Pero esa posibilidad conectiva de la escritura también aloja la urgencia y la calentura. En «Sirenidad», mi cuento favorito del libro, las chicas se juntan en grupo a llenar las bañaderas y a «sirenear sin parar«. Ponyshi, Grecia, Poxy, Denise: las sirenas viajan de acá para allá, prendidas fuego, hasta terminar rendidas en un «mejunje» en el que cogen extasiadas, y cuyas fronteras se pierden en el cuerpo de la otra.
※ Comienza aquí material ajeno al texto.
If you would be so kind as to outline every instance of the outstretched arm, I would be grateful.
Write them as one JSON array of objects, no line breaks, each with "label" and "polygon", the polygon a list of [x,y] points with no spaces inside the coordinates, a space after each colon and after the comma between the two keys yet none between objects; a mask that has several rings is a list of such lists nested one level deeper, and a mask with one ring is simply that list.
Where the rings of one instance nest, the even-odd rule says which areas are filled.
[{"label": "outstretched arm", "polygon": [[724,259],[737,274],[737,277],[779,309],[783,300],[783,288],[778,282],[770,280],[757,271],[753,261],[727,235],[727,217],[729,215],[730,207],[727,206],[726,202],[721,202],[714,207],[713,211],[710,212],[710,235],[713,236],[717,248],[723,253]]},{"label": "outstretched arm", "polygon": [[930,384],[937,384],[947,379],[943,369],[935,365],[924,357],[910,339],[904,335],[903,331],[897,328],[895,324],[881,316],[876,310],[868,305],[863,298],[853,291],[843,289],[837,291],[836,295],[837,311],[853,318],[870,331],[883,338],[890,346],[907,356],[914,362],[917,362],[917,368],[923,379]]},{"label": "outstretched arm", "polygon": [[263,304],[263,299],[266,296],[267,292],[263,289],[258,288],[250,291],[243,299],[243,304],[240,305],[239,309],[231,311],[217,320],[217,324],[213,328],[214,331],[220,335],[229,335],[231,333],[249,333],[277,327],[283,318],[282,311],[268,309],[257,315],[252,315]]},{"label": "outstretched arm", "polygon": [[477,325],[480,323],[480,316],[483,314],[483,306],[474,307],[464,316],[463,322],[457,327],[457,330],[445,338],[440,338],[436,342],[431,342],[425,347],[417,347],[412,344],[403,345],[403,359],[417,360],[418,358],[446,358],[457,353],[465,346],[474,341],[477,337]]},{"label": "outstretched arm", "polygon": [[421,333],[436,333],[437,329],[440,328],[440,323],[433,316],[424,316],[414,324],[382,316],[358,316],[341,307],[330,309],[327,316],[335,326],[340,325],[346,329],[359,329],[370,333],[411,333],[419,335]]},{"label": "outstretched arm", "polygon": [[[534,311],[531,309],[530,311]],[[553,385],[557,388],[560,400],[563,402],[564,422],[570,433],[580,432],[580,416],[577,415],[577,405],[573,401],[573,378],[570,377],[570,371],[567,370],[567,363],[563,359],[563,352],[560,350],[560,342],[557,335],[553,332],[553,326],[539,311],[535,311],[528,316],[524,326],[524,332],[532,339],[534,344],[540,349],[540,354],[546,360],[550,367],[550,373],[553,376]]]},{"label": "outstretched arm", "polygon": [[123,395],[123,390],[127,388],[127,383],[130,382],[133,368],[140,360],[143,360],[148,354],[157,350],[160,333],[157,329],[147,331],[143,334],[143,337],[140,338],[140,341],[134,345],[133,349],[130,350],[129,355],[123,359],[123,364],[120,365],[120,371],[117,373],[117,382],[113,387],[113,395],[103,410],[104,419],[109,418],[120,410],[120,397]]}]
Sus pensamientos están «disueltos en gel«, en una enorme masa líquida donde los límites no tienen cabida, donde Poxy es Zoe y Zoe es la narradora, y donde la hilera de emojis en la conversación inicial de OkCupid («sirena, mar, corazón partido») va traspasando la pantalla y volviéndose una realidad que es efecto de la virtualidad, y efecto de la mitología, o esa masa amorfa donde las categorías lógico-temporales también explotan y sirenean sin parar.
En otros relatos, como «Estrella Infectada», la calentura está más cerca del dolor que del placer, porque la intensidad es también el ardor de una concha poblada por hongos, cuya infección permanente va armando una trama por debajo de lo que se lee. En un flujo continuo, el ardor lleva al personaje a «ver las estrellas» y a bailar en un estado de comunión donde arder, creer, doler, calentarse y crecer son parte de un mismo proceso de transformación.
Cultivar el dolor y la infección; cultivar la enfermedad y la deformidad; cultivar el ardor en la concha y en las palabras como una máquina que va integrándolo todo. Incluso las heridas que, como cicatrices hermosas, son las huellas de que esos cuerpos atravesaron distintos estados para llegar a ser lo que son por sí mismos, pero también por el contacto con los otros cuerpos, con las otras materias vivientes, piedras, ancestros, pieles y constelaciones.